# prof. Webserver für ne Firma



## Flens (21. Januar 2004)

Hallo!

Demnächst soll ich bei uns in der Firma einen Webserver für's Intranet einrichten.
Hab schonmal auf meinem lokalen Rechner Apache, PHP und MySQL installiert. Das läuft auch alles.

Wenn ich nun aber so etwas professionell machen will (also für ein Firmennetzwerk), läuft es da genauso?

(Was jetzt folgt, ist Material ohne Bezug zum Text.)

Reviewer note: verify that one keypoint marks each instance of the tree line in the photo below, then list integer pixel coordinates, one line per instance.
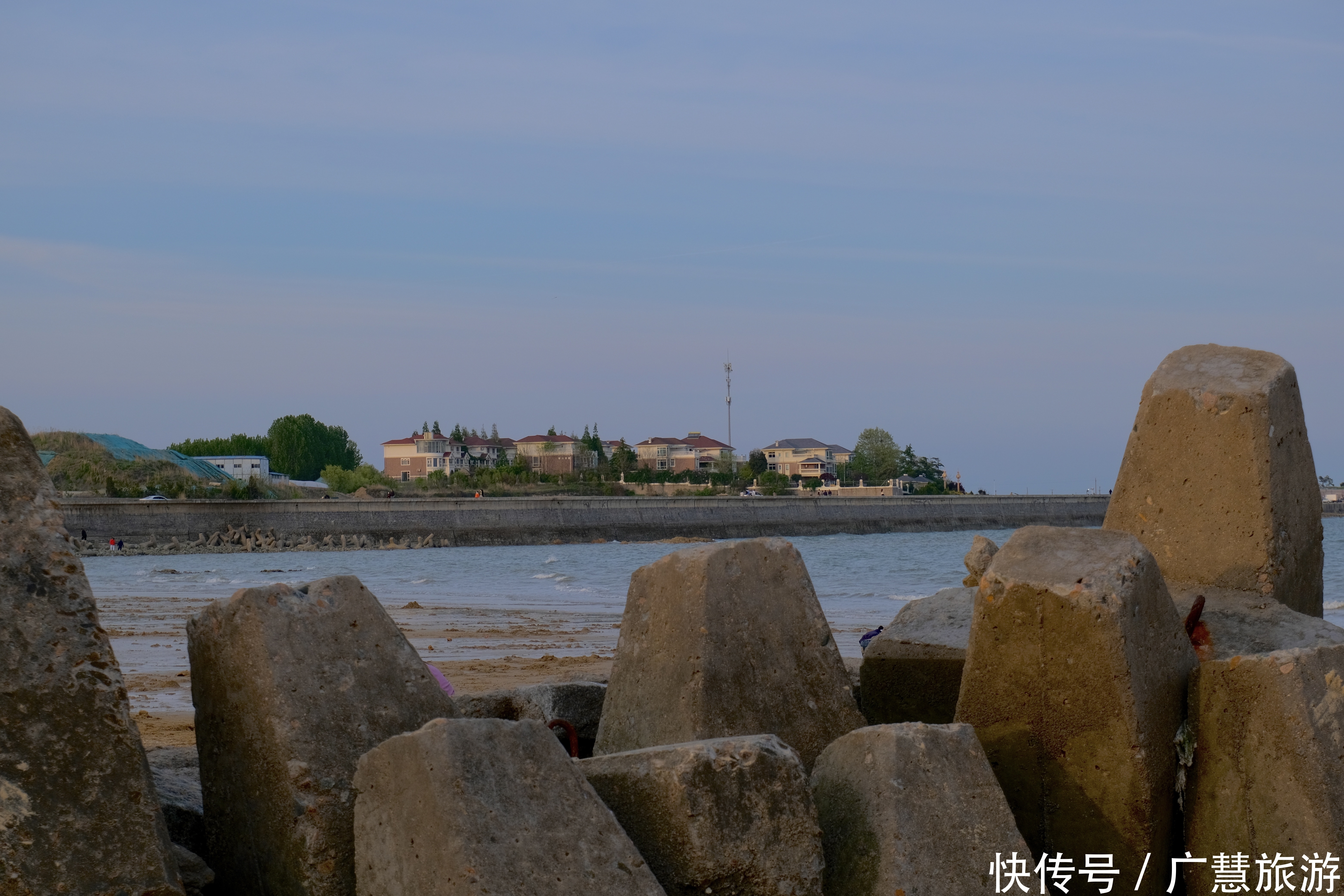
(296, 445)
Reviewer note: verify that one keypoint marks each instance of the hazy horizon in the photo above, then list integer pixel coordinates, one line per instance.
(976, 226)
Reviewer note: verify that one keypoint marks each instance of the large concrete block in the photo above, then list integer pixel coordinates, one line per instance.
(910, 809)
(1074, 680)
(1267, 714)
(1218, 479)
(730, 816)
(487, 807)
(912, 672)
(79, 812)
(579, 703)
(726, 640)
(292, 686)
(177, 774)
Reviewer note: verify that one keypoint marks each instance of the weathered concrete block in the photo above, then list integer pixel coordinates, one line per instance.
(291, 688)
(177, 774)
(910, 809)
(978, 559)
(726, 640)
(1218, 479)
(486, 807)
(1074, 680)
(79, 812)
(1267, 712)
(728, 816)
(912, 672)
(580, 703)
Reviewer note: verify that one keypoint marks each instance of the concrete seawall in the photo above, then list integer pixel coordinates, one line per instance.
(466, 522)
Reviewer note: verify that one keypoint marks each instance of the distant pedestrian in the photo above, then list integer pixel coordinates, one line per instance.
(867, 639)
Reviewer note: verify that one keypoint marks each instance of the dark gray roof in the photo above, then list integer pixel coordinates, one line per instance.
(799, 444)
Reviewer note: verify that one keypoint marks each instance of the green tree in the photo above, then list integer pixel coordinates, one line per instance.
(876, 456)
(237, 444)
(302, 446)
(624, 460)
(342, 480)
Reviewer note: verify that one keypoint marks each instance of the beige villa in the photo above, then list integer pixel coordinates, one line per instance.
(807, 457)
(556, 453)
(695, 452)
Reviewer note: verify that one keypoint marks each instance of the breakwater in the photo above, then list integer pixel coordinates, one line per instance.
(479, 522)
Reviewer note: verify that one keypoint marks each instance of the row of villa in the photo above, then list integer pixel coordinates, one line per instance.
(424, 453)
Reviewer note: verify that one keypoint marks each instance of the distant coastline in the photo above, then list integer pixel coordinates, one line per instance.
(557, 520)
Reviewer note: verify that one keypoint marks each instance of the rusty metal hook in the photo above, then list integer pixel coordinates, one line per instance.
(569, 729)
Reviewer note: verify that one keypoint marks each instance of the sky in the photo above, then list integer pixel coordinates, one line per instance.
(979, 226)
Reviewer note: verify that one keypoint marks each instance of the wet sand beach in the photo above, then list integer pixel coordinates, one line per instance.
(509, 616)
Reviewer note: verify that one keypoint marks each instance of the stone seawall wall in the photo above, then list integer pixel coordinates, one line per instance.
(467, 522)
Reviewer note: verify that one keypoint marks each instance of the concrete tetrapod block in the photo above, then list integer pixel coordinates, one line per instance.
(178, 781)
(726, 640)
(913, 809)
(487, 807)
(1267, 714)
(978, 559)
(79, 812)
(1076, 682)
(580, 703)
(292, 686)
(1218, 479)
(912, 672)
(730, 816)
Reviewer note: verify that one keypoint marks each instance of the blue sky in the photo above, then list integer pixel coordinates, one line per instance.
(979, 226)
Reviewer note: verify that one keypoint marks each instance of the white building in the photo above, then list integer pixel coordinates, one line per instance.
(244, 467)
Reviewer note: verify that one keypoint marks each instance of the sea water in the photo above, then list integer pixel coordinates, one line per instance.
(861, 580)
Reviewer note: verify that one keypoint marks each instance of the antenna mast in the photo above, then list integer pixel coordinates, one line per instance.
(728, 379)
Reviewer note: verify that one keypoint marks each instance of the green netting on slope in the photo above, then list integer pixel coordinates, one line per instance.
(126, 449)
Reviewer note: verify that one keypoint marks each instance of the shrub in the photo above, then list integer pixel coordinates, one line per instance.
(346, 481)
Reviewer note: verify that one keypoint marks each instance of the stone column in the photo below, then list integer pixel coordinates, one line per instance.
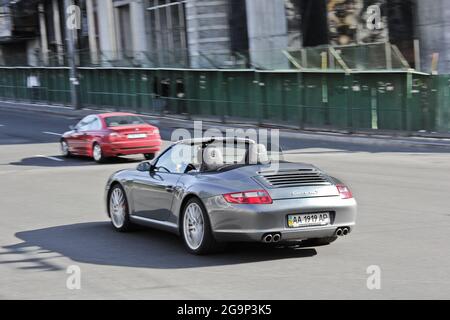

Gibt es da vielleicht ne Anleitung für den professionellen Aufbau eines Webservers für's Intranet.

Hab mir das so gedacht:

Rechner an das Netzwerk anschliessen, Windows oder Linux drauf, dann Apache, PHP und MySQL drauf und fertig ist der Webserver für die Firma....

Gruß

Flens


----------



## Johannes Postler (21. Januar 2004)

Ja, sicher, was soll anders laufen?
http://IPdesRechners müsste der dann im Netz erreichbar sein. 
Hab bei mir im Intranet das selbe, nur halt mit einem IIS unter Windows.

cu tirolausserfern


----------



## Flens (21. Januar 2004)

mir ging es darum, ob man beim professionellen Einsatz noch irgendwas anderes machen muss oder beachten sollte. Im Intranet greifen ja mehr Leute auf den Webserver zu.


----------



## Johannes Postler (21. Januar 2004)

In welche Richtung denkst du da?
Sicherheitsmäßig?


----------



## Flens (21. Januar 2004)

1. Sicherheit
2. Mehrbenutzerverwaltung
3. Integration ins vorhandene Firmennetzwerk
4. Auswahl des Rechners (Hardware)

Das sind so meine Fragen zur Zeit


----------